Even in the smallest and most familiar of landscapes we can find marvelous things on any given day.
I took the dogs out yesterday for a short ramble around the edges of the Model Airplane field at Edwin Warner Park.
These old fields are bordered by hedges of bush honeysuckle and privet. And this day ,they sheltered a dozen or so White-Throated Sparrows, newly arrived from the North Country. We will hear their song from now till April. "Old Sam Peabody, Peabody, Peabody", they sing. Or at least that is what country people say. The sparrows scratch away leaves on the ground. They make their living there, which is why they must flee the snows. And soon ,the privets and the honeysuckle berries will feed the legions of refugee robins who winter here. Yet yesterday, I saw not one-
There are places in these fields not so hospitable. Not even to grass. Limestone is at the surface here and forms patches of barrens. In winter, miniature succulents and sedums grow on the outcroppings. In summer, nothing does since they are arid. Sometimes cedar glades grow in the deeper soil around the barrens. They are unique to Middle Tennessee and many have unusual wildflowers.

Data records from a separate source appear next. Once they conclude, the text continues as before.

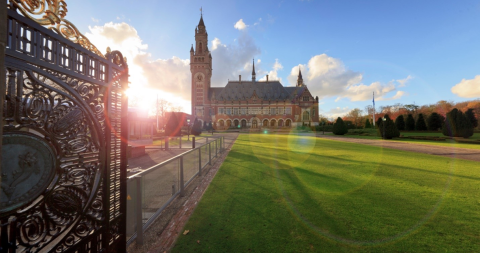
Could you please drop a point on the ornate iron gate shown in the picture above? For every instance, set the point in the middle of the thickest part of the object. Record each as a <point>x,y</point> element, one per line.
<point>63,174</point>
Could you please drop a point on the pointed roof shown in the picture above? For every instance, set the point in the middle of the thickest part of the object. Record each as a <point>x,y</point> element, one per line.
<point>201,21</point>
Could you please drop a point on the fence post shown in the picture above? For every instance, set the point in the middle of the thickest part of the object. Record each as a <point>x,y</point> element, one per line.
<point>182,185</point>
<point>199,161</point>
<point>209,154</point>
<point>139,217</point>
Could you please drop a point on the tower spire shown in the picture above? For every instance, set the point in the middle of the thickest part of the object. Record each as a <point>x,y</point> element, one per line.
<point>253,71</point>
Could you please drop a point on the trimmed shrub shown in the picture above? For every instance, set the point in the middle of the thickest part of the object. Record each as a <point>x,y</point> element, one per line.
<point>420,125</point>
<point>457,125</point>
<point>470,114</point>
<point>391,130</point>
<point>400,123</point>
<point>339,128</point>
<point>410,123</point>
<point>367,124</point>
<point>196,128</point>
<point>173,127</point>
<point>435,121</point>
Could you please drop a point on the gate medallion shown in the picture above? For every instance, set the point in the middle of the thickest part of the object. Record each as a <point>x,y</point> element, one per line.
<point>28,167</point>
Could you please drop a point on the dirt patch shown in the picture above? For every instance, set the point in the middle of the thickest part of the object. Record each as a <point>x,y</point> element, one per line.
<point>452,152</point>
<point>162,234</point>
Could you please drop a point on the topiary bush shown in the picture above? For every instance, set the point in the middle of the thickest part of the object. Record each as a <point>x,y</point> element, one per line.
<point>457,124</point>
<point>367,124</point>
<point>339,127</point>
<point>435,121</point>
<point>390,130</point>
<point>410,123</point>
<point>420,125</point>
<point>400,123</point>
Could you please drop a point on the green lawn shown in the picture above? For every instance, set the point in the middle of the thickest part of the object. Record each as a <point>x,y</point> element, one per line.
<point>287,193</point>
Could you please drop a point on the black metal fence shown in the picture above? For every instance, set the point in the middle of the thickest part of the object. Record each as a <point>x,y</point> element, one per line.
<point>149,192</point>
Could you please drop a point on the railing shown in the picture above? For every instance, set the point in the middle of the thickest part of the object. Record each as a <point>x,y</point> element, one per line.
<point>152,190</point>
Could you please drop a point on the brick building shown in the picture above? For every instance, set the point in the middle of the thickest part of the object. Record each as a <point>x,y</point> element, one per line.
<point>246,103</point>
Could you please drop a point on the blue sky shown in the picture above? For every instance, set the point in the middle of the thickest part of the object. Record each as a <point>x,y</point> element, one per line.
<point>405,51</point>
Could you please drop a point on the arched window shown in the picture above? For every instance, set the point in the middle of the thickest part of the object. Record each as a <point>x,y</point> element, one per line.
<point>288,123</point>
<point>306,116</point>
<point>273,122</point>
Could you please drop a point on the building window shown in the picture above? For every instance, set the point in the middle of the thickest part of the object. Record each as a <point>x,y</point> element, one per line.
<point>306,116</point>
<point>288,123</point>
<point>273,111</point>
<point>288,110</point>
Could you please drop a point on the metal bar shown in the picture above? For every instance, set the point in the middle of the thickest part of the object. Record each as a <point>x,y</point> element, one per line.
<point>182,186</point>
<point>139,213</point>
<point>200,161</point>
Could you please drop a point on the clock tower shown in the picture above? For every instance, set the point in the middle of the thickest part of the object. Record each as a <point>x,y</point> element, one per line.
<point>201,68</point>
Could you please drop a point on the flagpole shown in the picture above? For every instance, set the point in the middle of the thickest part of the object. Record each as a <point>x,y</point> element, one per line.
<point>373,109</point>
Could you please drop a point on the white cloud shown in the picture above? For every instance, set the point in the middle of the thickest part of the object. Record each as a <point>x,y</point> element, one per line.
<point>170,76</point>
<point>328,77</point>
<point>240,25</point>
<point>467,88</point>
<point>273,74</point>
<point>232,60</point>
<point>402,82</point>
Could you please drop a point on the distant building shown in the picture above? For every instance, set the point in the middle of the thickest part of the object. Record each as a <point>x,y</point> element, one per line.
<point>246,103</point>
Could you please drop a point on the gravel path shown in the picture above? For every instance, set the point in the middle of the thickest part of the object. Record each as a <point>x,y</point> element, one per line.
<point>452,152</point>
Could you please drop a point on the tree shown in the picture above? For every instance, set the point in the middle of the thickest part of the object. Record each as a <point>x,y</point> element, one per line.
<point>400,123</point>
<point>435,121</point>
<point>410,123</point>
<point>420,125</point>
<point>339,128</point>
<point>355,116</point>
<point>470,114</point>
<point>197,128</point>
<point>457,124</point>
<point>173,127</point>
<point>390,130</point>
<point>367,123</point>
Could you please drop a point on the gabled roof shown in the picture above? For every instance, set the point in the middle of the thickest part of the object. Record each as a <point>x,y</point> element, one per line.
<point>272,90</point>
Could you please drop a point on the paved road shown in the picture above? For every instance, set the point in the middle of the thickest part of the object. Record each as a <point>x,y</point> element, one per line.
<point>452,152</point>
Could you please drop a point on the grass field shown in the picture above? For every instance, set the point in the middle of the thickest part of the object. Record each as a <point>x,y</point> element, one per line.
<point>287,193</point>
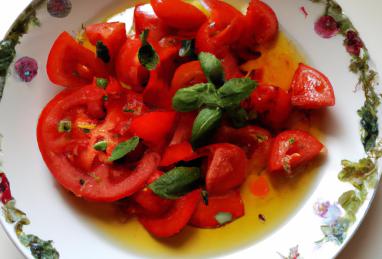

And here is an Osage Orange. Solitary in the field beside the baseball diamond. It grows naturally in the Southwest, an area once known as the Comancheria. It has spread here. Farmers planted it for hedgerows since when it is pruned it is thick and thorny. Yet here it is a tree, multi-trunked, with its weird green fruit strewn on the ground around it. The wood is said to be good for making tool handles or bows, though I wonder if anyone bothers anymore- The fruits look like too much work for a deer or a squirrel.
But they do look Halloweenish. Green brains from Nature's Frankenstein workshop. Appropriate to the day.
For the point of this minor dog ramble- is that there is always something worth seeing. Worth learning about. If you know how to look.